Differential antagonism of the negative inotropic effect of gentamicin by calcium ions, Bay K 8644 and isoprenaline in canine ventricular muscle: comparison with cobalt ions

Abstract

1. Gentamicin (10(-4)-10(-2) M) and Co2+ (10(-4)-10(-2) M) produced a decrease in developed tension of canine isolated ventricular muscles leading to near abolition at 10(-2) M. Their negative inotropic effects developed rapidly and wore off shortly after wash-out. 2. The concentration-negative inotropic effect curves for gentamicin were shifted to the right in a parallel manner by increasing external Ca2+, or by the presence of Bay K 8644 (10(-7)-10(-5) M) or isoprenaline (10(-7)-10(-5) M). IC50 values for gentamicin increased about 3-fold with about a 6 fold increase in external Ca2+. The Schild plot yielded a pA2 of 2.29 for Ca2+ and its slope was -1.17 (r = -0.79). 3. The concentration-negative inotropic effect curves for Co2+ were shifted to the right in a parallel manner by increasing external Ca2+, or by the presence of isoprenaline (10(-7)-10(-5) M).
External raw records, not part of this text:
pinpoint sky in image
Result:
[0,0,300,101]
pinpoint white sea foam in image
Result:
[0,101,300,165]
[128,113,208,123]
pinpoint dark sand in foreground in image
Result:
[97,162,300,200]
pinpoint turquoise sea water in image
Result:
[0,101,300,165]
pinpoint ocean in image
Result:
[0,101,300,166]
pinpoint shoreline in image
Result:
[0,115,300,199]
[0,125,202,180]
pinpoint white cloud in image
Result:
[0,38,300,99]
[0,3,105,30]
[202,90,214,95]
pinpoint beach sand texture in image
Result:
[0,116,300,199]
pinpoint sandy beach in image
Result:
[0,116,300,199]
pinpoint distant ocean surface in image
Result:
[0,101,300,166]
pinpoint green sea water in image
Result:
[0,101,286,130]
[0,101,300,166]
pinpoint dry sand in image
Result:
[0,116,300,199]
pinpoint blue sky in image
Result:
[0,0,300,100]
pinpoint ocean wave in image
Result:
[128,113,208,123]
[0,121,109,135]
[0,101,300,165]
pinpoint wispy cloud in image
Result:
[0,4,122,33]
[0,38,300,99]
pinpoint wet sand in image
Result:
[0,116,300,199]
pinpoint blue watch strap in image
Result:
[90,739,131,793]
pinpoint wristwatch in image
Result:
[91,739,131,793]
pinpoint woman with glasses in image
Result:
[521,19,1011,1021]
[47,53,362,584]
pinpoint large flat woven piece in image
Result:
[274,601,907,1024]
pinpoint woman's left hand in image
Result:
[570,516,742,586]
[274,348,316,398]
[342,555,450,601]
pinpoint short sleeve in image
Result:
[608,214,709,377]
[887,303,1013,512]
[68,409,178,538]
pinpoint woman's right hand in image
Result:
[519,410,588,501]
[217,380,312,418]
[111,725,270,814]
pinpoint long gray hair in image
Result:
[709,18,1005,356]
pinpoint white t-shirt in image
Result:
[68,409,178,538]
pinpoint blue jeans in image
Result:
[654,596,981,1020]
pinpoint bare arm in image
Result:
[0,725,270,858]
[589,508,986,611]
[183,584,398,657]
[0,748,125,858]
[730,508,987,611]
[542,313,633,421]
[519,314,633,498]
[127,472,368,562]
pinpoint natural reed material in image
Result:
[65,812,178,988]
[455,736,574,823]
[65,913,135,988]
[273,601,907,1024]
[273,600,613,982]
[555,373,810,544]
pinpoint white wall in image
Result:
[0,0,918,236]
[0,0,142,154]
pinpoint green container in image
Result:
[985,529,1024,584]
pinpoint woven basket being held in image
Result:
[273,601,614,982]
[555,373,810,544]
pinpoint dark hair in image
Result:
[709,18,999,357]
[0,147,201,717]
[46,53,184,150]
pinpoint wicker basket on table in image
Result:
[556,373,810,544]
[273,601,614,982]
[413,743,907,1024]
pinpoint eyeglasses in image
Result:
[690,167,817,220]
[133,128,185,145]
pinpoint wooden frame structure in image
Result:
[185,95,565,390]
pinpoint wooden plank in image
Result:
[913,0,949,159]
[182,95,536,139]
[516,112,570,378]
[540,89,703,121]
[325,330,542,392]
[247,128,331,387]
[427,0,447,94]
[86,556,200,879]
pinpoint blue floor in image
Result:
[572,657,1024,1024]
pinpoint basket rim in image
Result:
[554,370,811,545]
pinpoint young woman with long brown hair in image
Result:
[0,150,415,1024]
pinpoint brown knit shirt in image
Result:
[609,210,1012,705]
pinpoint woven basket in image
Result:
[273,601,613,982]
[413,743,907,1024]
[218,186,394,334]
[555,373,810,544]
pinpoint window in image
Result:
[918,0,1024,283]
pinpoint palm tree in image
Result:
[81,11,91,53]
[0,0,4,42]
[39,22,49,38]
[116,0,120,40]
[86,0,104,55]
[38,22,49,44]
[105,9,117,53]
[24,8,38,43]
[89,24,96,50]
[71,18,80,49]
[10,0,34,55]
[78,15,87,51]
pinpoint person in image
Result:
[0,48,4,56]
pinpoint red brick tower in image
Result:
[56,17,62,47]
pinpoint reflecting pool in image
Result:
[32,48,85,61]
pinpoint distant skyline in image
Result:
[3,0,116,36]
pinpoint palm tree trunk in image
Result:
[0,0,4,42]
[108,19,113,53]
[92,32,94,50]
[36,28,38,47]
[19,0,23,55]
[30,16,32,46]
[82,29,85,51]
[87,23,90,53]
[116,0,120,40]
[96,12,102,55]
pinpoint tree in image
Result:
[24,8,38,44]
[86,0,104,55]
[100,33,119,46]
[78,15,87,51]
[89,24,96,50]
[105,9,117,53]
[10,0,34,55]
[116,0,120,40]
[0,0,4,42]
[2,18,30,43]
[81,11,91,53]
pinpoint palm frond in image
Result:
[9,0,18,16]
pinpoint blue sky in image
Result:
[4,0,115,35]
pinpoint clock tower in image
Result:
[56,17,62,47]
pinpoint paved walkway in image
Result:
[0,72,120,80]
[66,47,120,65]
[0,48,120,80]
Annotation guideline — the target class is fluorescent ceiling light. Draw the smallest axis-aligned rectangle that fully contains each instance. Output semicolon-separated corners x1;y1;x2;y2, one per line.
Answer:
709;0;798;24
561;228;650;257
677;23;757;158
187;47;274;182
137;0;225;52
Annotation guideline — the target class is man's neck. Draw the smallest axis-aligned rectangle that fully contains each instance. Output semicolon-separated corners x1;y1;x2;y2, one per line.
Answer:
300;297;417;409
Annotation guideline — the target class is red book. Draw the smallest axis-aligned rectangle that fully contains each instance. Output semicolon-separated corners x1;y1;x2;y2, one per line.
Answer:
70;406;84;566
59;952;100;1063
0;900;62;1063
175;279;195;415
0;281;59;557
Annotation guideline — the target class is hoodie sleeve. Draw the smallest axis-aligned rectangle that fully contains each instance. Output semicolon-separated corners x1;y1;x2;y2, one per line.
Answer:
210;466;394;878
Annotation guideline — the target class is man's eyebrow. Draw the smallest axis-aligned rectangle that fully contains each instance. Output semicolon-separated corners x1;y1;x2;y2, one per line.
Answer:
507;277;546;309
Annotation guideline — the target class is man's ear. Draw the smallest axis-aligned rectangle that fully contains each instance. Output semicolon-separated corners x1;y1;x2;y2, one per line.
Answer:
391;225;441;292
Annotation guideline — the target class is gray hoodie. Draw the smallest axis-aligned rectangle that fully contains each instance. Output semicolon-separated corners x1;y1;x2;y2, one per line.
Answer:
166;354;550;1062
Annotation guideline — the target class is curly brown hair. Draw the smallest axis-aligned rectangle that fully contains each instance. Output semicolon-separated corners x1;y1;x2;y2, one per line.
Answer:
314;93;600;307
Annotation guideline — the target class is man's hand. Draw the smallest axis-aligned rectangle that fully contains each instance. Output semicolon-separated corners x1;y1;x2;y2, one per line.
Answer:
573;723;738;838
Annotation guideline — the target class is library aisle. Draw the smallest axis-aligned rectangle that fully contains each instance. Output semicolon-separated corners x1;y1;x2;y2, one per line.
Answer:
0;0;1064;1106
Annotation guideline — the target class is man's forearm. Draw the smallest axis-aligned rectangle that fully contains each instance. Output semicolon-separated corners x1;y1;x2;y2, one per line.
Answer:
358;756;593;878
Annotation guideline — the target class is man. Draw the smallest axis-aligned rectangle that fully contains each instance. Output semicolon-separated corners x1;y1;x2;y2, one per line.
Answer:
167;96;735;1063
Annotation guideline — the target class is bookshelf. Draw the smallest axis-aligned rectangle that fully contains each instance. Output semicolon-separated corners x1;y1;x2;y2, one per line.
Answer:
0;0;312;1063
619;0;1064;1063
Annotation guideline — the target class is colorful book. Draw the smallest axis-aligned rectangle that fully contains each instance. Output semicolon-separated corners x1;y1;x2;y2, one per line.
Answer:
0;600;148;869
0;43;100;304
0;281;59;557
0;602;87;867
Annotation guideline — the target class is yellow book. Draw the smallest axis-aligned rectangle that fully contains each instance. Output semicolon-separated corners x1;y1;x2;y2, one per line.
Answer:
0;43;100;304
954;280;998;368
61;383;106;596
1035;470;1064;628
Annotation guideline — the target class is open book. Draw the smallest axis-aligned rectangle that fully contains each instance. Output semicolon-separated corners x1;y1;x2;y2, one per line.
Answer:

IC50 values for Co2+ increased about 5 fold with about a 6 fold increase in external Ca2+. The Schild plot gave a pA2 value of 2.60 for Ca2+ and its slope was -1.11 (r = -0.86). 4. The concentration-positive inotropic effect curves for Ca2+, which were computer-fitted to a logistic equation, gave 2.88 x 10(-3) M for EC50. This value was very close to the KCa calculated from pA2 values for Ca2+ based on antagonism between gentamicin or Co2+ and Ca2+ (5.13 x 10(-3) and 2.51 x 10(-3) M). 5. It is concluded that like Co2+, gentamicin molecules compete with Ca2+ for the same binding sites presumably located at the outer orifice of Ca-channels in the cardiac sarcolemma.